Further information on the program can be found on the following webpage:

For any query or submission of the application, please contact This email address is being protected from spambots. You need JavaScript enabled to view it..

Request for Input: ARC-REACH (Arctic Ship Operated Low Power Data Network) Project

Researchers survey invite input, via the European Space Agency (ESA) project ARC-REACH (PDF - 168 KB), in order to evaluate feasibility to set-up a ship-based low-power long-range dynamic radio network in the Arctic, tailored for tracking of cargo and maritime activity, complemented with remote sensing of the environment. For this user survey, researchers are looking for input and cooperation from ship operators and the scientific research community active in the Arctic.

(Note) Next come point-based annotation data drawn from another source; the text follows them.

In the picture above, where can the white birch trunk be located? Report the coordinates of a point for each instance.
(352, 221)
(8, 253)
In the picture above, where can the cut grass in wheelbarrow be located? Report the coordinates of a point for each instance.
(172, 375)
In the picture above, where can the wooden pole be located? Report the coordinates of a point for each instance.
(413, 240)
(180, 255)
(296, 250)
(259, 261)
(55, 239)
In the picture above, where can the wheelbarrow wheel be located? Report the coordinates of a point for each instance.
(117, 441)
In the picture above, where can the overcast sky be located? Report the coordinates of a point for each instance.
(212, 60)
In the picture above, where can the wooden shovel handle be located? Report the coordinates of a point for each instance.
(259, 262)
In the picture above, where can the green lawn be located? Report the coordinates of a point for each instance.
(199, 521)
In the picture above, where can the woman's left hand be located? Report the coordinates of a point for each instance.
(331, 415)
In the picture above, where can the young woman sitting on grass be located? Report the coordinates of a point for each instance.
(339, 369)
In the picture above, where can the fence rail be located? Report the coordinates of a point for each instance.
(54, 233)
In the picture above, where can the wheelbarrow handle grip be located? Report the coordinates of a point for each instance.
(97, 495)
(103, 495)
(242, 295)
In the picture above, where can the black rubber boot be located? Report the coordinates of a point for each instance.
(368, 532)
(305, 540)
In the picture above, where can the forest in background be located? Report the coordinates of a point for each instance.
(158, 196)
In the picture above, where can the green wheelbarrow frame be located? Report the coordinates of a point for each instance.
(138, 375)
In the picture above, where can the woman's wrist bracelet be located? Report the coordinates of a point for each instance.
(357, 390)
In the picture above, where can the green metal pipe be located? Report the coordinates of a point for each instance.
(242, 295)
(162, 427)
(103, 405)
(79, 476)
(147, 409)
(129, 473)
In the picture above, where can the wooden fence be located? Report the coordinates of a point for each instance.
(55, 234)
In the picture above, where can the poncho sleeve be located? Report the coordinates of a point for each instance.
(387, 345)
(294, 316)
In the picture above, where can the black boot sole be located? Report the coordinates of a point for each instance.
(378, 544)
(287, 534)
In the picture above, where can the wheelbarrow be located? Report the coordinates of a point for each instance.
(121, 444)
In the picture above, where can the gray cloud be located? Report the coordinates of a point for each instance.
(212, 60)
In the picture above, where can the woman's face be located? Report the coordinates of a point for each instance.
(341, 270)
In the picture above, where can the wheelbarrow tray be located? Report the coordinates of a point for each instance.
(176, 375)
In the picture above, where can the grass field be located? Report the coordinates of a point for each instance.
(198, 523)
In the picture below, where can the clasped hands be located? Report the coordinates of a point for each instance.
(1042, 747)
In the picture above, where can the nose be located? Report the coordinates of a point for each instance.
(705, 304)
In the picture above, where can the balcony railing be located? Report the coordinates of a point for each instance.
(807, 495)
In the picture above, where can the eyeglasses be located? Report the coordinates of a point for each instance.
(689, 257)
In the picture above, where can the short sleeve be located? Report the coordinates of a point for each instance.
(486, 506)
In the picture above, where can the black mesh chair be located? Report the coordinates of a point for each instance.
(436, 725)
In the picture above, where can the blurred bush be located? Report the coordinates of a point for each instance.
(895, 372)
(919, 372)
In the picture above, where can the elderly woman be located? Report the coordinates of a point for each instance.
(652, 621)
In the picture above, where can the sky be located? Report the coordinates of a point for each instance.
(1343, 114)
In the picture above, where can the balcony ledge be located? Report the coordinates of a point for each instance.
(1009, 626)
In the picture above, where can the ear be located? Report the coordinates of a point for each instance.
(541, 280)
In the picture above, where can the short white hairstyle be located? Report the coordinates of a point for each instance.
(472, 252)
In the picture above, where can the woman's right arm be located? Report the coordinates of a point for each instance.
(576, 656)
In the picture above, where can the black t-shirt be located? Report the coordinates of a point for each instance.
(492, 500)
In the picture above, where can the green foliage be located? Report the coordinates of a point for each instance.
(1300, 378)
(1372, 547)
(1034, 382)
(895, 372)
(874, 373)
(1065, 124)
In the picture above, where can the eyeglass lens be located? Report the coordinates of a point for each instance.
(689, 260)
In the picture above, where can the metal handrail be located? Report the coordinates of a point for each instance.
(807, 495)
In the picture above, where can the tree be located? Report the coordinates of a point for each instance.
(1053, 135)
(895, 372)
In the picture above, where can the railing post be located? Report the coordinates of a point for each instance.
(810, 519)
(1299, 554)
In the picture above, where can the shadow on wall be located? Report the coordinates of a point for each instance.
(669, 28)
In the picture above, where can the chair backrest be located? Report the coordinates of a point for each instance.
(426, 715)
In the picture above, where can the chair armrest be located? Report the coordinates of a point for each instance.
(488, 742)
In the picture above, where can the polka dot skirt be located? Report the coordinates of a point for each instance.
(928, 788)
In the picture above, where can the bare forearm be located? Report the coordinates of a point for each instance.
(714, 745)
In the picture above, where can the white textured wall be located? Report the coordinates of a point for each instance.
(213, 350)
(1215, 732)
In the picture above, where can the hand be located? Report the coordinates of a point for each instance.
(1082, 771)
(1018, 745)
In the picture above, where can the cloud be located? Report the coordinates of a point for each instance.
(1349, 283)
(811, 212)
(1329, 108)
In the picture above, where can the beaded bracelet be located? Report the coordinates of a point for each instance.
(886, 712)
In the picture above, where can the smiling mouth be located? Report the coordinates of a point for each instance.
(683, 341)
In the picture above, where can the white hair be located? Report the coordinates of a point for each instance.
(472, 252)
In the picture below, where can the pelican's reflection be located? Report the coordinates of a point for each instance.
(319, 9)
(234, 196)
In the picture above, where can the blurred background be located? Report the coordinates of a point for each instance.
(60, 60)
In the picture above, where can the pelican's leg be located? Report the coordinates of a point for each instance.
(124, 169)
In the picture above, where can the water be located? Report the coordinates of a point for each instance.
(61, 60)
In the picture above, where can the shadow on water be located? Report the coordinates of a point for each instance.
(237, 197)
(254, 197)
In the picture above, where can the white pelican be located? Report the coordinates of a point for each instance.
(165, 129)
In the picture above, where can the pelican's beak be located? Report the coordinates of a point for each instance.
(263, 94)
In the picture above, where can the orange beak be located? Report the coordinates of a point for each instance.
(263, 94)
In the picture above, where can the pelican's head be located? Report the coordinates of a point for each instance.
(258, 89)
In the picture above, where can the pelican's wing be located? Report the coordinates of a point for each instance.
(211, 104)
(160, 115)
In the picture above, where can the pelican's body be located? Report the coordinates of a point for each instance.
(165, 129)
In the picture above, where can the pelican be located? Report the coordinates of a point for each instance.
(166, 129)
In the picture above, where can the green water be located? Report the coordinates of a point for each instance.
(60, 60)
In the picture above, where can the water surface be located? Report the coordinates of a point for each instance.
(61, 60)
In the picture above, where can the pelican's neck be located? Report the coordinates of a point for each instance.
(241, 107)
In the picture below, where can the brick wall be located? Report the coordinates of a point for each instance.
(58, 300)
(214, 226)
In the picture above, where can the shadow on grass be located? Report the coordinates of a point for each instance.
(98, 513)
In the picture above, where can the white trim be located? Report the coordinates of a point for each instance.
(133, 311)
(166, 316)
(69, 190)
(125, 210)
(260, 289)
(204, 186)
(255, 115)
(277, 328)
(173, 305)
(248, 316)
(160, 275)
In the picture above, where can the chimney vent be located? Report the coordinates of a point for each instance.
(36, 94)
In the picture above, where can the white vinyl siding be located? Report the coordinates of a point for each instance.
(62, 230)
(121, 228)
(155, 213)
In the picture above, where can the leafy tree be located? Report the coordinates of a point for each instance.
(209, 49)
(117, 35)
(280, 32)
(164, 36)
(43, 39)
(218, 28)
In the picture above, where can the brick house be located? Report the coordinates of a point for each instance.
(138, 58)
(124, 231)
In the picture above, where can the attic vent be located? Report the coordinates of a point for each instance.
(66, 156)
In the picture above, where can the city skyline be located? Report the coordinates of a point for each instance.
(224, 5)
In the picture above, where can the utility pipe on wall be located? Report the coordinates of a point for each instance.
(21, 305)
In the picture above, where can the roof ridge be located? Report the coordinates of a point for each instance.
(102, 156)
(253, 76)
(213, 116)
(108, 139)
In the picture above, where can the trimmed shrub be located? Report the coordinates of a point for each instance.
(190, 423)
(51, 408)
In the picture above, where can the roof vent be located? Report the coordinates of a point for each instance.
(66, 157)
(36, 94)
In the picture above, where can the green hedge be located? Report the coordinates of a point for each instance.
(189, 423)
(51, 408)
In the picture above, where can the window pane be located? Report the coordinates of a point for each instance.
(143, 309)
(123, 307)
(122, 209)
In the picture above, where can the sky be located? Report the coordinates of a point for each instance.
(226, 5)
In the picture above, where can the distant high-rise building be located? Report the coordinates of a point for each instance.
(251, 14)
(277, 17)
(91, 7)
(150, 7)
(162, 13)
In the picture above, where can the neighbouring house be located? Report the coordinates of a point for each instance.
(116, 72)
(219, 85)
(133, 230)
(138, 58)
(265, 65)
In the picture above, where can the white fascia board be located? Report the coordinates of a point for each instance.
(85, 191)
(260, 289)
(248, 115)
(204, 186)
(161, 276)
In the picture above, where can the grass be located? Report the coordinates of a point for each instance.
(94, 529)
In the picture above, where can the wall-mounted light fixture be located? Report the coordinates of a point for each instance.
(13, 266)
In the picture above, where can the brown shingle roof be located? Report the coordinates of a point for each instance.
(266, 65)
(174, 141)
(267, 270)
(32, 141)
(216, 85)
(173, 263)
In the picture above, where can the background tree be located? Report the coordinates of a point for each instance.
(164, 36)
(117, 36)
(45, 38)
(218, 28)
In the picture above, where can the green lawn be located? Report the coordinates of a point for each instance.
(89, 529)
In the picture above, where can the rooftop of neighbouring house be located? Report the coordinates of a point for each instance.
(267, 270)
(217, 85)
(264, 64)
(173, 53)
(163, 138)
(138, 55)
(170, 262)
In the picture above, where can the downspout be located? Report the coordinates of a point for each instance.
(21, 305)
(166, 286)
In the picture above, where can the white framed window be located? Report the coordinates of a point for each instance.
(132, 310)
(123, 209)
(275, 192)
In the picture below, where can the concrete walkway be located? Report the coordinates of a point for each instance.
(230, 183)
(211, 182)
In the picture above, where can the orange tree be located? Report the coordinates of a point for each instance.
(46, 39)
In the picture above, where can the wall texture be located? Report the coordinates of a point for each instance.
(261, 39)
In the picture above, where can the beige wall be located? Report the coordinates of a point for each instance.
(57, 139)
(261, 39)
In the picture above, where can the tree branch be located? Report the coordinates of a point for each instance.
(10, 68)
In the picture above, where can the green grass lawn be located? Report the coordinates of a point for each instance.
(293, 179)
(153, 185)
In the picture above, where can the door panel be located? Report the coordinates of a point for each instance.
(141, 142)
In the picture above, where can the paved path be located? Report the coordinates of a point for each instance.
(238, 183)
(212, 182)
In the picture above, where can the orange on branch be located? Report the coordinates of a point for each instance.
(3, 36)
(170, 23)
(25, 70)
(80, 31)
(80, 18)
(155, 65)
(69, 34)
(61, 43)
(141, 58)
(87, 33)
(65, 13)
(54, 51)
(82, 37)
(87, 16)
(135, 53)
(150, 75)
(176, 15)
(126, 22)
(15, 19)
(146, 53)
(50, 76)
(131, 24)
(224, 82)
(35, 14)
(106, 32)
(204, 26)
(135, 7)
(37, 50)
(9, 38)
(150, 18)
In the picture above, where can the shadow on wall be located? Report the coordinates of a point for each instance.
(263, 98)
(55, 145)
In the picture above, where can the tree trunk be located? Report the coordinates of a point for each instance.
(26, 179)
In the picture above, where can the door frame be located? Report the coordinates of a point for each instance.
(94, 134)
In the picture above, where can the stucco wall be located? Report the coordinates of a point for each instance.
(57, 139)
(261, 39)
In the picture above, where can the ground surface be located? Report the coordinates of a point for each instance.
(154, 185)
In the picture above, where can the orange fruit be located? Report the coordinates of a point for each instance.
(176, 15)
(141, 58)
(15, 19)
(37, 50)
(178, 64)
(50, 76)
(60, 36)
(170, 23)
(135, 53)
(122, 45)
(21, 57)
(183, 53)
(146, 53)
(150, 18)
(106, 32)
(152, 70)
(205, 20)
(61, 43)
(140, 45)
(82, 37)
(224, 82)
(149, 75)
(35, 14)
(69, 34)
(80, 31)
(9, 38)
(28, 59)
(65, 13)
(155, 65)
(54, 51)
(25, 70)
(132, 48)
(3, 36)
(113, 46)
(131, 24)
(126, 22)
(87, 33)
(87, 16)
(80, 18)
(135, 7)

The objective of the ARC-REACH project is to have a validation of the following key questions:

  • Whether commercial shipping companies have the need of cargo tracking in the region and show a willingness to pay for the service,
  • Whether the proposed technological solution is cost-effective and is proven (on small-scale) to be reliable in a harsh environment, and
  • Whether the scientific community confirms the proposed low-power radio network has a cost positive effect on future remote sensing in the area.

For this project, researchers propose to install a small radio network on different ships (similar to a Wi-Fi router), which allows communication to different types of sensors, both on the ship as well with sensors in the close environment.

For more information and to take the survey, go to:
Survey homepage

Request for Notices of Intent: Arctic-Boreal Vulnerability Experiment Phase 2

NASA's Arctic-Boreal Vulnerability Experiment

The Research Opportunities in Space and Earth Sciences for 2018 (ROSES-2018) National Aeronautics and Space Administration (NASA) Research Announcement (NRA) invites Letters of Intent for research for Terrestrial Ecology: Arctic-Boreal Vulnerability Experiment (ABoVE) – Phase 2.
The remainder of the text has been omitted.